One last thought with regard to Harris (and it’s timely, after news reports that governor Ron DeSantis reportedly was on fellow Floridian Donald Trump’s short list of potential running mates, only to promptly remove himself from such speculation): the odds of an all-California Newsom-Harris ticket materializing as the result of this reimagined national convention.  

Setting aside the question of whether Harris would bow to Newsom and acquiesce to another four more years as a White House junior partner, there’s the pesky matter of the 12th Amendment of the US Constitution. It stipulates: “The Electors shall meet in their respective states and vote by ballot for President and Vice-President, one of whom, at least, shall not be an inhabitant of the same state with themselves.”

While that doesn’t rule out two candidates coming from the same state, it does prevent electors from choosing both. Now, imagine a scenario in which the all-California ticket prevails but with fewer than 324 electoral votes (a sum surpassed only twice in this century’s six presidential elections).

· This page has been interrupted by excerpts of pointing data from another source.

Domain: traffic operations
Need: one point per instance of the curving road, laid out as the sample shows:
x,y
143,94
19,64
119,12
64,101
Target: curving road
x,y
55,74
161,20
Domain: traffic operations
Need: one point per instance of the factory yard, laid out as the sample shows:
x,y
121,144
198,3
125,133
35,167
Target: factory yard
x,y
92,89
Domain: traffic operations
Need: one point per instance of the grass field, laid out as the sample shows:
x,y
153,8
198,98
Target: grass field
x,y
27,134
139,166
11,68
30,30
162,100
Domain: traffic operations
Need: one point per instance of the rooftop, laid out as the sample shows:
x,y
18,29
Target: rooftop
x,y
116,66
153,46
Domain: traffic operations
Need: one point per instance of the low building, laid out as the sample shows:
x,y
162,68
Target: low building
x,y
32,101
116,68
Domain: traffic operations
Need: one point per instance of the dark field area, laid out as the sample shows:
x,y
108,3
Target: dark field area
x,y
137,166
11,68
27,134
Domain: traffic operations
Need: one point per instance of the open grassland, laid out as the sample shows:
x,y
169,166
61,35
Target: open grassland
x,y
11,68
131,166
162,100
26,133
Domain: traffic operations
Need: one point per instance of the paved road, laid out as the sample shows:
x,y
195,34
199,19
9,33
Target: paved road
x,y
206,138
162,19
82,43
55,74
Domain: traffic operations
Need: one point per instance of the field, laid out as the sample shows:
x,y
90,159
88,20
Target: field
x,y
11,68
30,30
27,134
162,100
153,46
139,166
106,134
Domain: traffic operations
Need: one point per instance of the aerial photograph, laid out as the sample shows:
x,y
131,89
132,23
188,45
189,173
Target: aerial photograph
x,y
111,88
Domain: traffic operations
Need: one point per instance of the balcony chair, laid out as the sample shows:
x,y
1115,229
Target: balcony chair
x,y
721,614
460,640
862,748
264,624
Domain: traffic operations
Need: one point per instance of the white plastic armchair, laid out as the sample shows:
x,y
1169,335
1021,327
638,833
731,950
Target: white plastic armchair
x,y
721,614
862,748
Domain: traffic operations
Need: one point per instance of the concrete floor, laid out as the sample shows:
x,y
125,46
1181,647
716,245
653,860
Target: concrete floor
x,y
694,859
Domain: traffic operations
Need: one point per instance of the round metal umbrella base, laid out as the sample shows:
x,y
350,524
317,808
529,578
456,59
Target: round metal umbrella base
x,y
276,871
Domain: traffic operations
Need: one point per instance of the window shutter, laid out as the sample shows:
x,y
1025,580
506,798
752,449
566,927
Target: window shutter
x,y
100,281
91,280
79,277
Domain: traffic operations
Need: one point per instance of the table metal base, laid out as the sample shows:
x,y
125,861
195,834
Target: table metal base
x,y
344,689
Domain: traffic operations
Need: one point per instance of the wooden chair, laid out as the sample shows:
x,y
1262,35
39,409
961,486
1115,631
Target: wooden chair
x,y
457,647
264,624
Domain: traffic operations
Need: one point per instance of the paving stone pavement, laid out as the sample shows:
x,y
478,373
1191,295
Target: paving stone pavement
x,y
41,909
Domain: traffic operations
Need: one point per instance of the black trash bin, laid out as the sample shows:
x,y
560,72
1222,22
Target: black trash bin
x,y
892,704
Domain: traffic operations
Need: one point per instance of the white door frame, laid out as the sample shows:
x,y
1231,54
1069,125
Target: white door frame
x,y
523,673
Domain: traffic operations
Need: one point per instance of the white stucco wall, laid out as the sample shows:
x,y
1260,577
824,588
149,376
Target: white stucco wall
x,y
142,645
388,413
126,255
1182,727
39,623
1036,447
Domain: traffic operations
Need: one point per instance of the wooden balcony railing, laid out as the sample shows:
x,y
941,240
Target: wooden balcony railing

Absent California’s 54 electoral votes and thus preventing a 270-vote majority, either the House of Representatives would choose the president-elect (each state’s delegation counting as one vote) or the Senate would decide the vice president–elect. (As this would be handled by a new Congress next January, it adds more intrigue to what’s already shaping up to be a unique political year should Democrats regain the House while Republicans flip the Senate.)

Dump Kamala Harris? History suggests we dump the thought of it.

But as for “open convention” speculation: maybe it’s in the vice president’s best interest to engage in a little convention planning, well before she packs her bags for Chicago.